The walk from the party house to my car is completely silent except for Arif groaning and thanking me. The drive to his house is silent except for the voice of my GPS lady taking us into the stratosphere of Bel Air. I am hyperaware of Dylan sitting next to me, of the proximity of his elbow, but he might as well be a crash dummy.
Arif’s house is a giant concrete fortress, built into a hillside, looking out at the city. We are at the gated end of a long driveway flanked by rows of conical trees.
I say, “It’s so modern.”
Dylan, slightly slurred, says, “You were expecting minarets?”
Arif moans for Dylan to shut up, and rests his head against the window.
Dylan says, “Reef, where’s your key?”
“Didn’t need it,” Arif says. “My car opens the gate.”
There is a very serious fence. “Great security,” I say.
“Just buzz,” Arif says.
Just buzzing doesn’ t seem like that great an alternative. I have a vision of my dad’s face if some unknown person in an ancient Volvo unloaded me in that kind of shape, but I can’t think of any other way to get Arif into his house.
I punch the buzzer, the shortest buzz humanly possible, and drive in as the gate swings open.
Arif’s dad is at the front door in pajamas and a striped bathrobe. He looks upset, but not homicidal. This is good. I don’t want to be responsible for Arif being the object of parental rage.
Dylan does the drunk equivalent of helping Arif exit the backseat, and I sit there feeling useless and still worried I’m about to witness Arif getting creamed.
But his dad, fumbling around with his glasses, just kind of hugs him and looks concerned as Arif tells him about the bad nachos.
And then Arif’s dad says to Dylan, “Have you been drinking, D.K.?”
Dylan says, “Not Arif. He’s sick.”
“I can see that,” Arif’s dad says. “What about you?”

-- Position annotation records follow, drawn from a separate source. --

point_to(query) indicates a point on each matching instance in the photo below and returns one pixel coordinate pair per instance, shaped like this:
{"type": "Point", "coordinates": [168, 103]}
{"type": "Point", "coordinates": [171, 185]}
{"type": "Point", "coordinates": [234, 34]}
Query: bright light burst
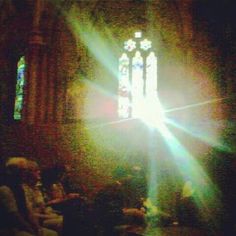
{"type": "Point", "coordinates": [153, 115]}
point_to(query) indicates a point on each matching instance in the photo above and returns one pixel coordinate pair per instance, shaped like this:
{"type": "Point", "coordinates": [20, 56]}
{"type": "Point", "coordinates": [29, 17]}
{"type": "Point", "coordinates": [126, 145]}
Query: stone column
{"type": "Point", "coordinates": [34, 60]}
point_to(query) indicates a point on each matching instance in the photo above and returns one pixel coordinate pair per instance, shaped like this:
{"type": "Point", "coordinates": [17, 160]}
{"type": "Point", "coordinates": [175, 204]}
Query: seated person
{"type": "Point", "coordinates": [118, 203]}
{"type": "Point", "coordinates": [56, 195]}
{"type": "Point", "coordinates": [32, 187]}
{"type": "Point", "coordinates": [16, 218]}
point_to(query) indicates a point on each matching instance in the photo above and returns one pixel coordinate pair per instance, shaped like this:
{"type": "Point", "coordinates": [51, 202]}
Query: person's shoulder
{"type": "Point", "coordinates": [5, 192]}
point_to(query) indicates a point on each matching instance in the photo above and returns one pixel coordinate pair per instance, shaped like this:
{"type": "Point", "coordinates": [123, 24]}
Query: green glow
{"type": "Point", "coordinates": [209, 139]}
{"type": "Point", "coordinates": [101, 47]}
{"type": "Point", "coordinates": [206, 193]}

“I have a designated driver,” Dylan says. “I’ll be fine. She’s driving me home.”
Arif’s dad peers in at me. He says to Dylan, “There’s a young lady in that car.”

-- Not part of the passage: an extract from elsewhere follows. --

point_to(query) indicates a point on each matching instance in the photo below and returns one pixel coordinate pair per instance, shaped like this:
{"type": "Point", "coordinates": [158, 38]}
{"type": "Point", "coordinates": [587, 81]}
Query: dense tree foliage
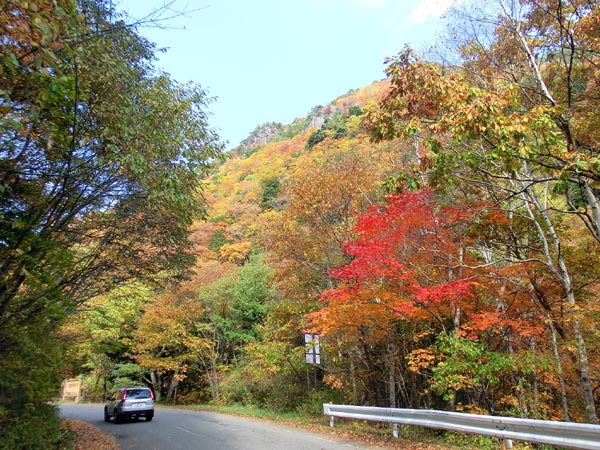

Mr. Saad leans down toward me. “I’d be happy to drive both of you, and you could come get your car in the morning.” He pushes his glasses along the bridge of his nose, as if he’s trying to get a better look at me. “Or Mrs. Saad could drive you.”

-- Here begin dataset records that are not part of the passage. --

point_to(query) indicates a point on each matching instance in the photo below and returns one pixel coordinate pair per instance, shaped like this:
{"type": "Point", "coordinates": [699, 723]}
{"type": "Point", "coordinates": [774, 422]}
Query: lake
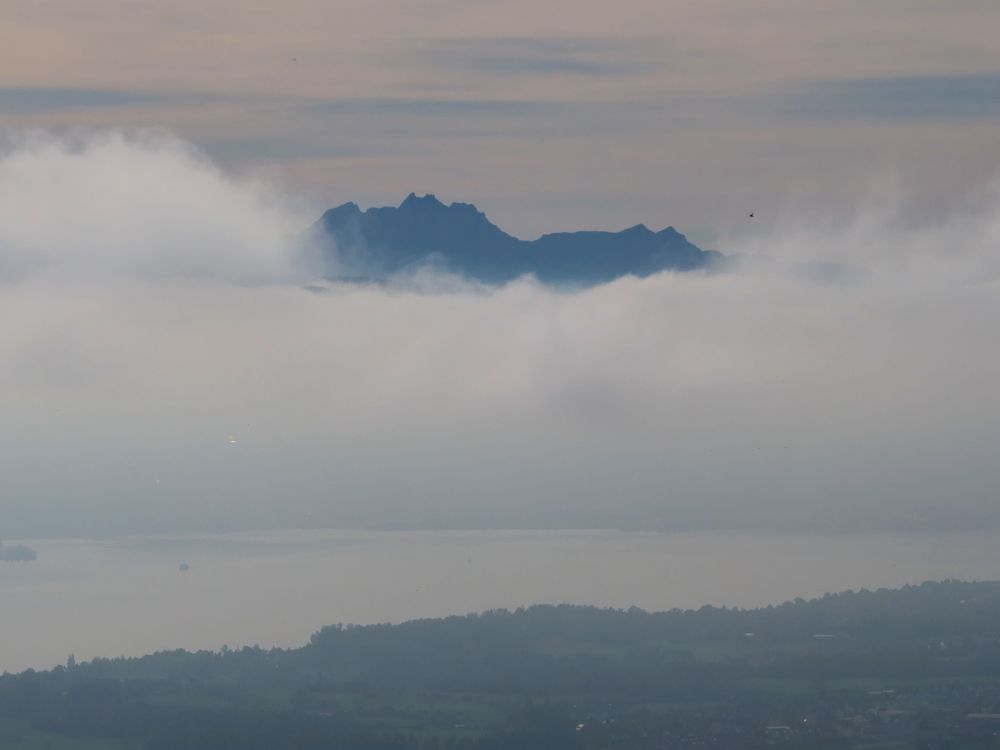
{"type": "Point", "coordinates": [129, 596]}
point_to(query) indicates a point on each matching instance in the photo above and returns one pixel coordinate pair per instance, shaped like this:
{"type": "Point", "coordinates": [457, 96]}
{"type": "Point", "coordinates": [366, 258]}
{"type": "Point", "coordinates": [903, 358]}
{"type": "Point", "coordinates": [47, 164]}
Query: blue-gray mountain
{"type": "Point", "coordinates": [380, 242]}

Mr. Saad looks approximately as happy as my dad would be with the idea of me driving a drunk guy around in the middle of the night. The Saads and my dad and the Donnellys are no doubt all in a secret support group for the militantly overprotective. But the last thing in the world I want to have happen—just before being struck by giant bolts of lightning—is to lose the opportunity to be alone with Dylan.
I say, “Thank you so much, but I told my dad I needed to drop two friends off”—lie, lie, lie, even Arif seems to be jolted out of his nauseated, half-dead state by my creativity—“so I’ll be fine. But thank you. That’s very nice of you.”